THE PLUMES OF IO AND FUTURE EXPLORATION


MCEWEN, Alfred1, THOMAS, Nicolas2, DAVIES, Ashley3, KLAIBER, Lea2 and WURZ, Peter2, (1)Lunar and Planetary Lab, University of Arizona, 1541 E. University Blvd, Tucson, AZ 85721, (2)Physics Institute, University of Bern, 216 / Gesellschaftsstrasse 6, Bern, Switzerland, (3)Jet Propulsion Lab, Pasadena, CA 91109

Nine plumes were initially discovered by the Voyager spacecraft in 1979, including smaller (~50 km high) stable plumes like Prometheus and larger, transient or intermittently-visible plumes like Pele (>300 km high). Galileo, HST, Cassini, New Horizons, Juno, and ALMA have also observed plumes, emanating from a total of 17 volcanic centers, all of which include high-temperature hot spots.
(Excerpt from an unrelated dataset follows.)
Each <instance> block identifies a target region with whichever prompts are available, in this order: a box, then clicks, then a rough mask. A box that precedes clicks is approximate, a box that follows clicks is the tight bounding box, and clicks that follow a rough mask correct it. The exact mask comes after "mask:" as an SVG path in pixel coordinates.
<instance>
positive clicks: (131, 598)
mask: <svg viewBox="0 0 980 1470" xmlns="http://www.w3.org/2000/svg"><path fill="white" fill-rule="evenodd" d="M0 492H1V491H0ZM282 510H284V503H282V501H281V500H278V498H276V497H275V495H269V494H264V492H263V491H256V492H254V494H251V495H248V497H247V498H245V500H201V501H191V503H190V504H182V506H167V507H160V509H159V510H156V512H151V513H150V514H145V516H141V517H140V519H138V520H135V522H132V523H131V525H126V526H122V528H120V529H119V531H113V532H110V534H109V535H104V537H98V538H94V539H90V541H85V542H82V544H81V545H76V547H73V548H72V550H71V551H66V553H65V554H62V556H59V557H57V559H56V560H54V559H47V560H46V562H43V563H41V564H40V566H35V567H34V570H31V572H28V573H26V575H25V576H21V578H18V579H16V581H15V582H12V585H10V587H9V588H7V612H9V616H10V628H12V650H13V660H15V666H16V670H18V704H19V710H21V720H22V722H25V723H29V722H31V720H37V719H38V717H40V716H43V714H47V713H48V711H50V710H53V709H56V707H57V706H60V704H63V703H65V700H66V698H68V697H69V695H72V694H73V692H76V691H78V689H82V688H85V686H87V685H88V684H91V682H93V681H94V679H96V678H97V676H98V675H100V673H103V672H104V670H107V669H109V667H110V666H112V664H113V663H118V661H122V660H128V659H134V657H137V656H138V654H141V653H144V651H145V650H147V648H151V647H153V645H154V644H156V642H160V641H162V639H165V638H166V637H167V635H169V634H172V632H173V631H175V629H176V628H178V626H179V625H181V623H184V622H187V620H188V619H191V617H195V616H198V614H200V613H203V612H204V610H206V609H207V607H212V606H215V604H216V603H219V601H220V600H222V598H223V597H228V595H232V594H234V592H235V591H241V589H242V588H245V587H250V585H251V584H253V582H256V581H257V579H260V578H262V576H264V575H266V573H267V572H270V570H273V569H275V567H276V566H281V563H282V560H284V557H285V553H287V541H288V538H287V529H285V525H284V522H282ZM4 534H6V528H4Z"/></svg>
Additional plume sites are inferred from new ring-shaped deposits, such as from Surt and Aten Patera. Ground based observations infer the presence of high-entropy eruptions produced by superheating SO2 vapor at depth, leading to “stealth” plumes. SO2 and S2 are thought to be the primary gases driving plumes, but little is known about plume compositions. Many of the small plumes are produced by advancing lava flows that vaporize near-surface frosts, but others are associated with vigorous lava fountaining. Some are associated with lava lakes. The majority of >100 high-temperature hot spots lack detected plumes; perhaps persistent hot spots tend to drive off the volatiles needed for plumes, unless lava flows advance over new frost deposits. The explosion-dominated plumes likely carry particles formed in the lava fountains or entrained from the vent, forming dark surface deposits. The plumes strongly impact Io’s atmosphere and mass loss. Io’s visible plumes typically have a bluish color, indicative of scattering by small particles in sunlight or auroral emissions in eclipse. Many plumes are concentrated near latitudes of +20 and –20 degrees, which may enhance the apparent “rocking” of auroral emissions seen during eclipse as Jupiter rotates with its tilted magnetosphere. Modelling of the gas dynamics associated with plumes and lava lakes is advancing but misses constraining data on the distribution and temperature of the atmosphere and the properties of the interaction with Jupiter's magnetosphere. There are many open questions about Io’s plumes and associated processes. To make a significant advance in understanding Io’s plumes, we need in-situ measurements by a neutral gas mass spectrometer and a dust mass spectrometer in addition to remote sensing designed to study Io during a mission with many close (<500 km) encounters.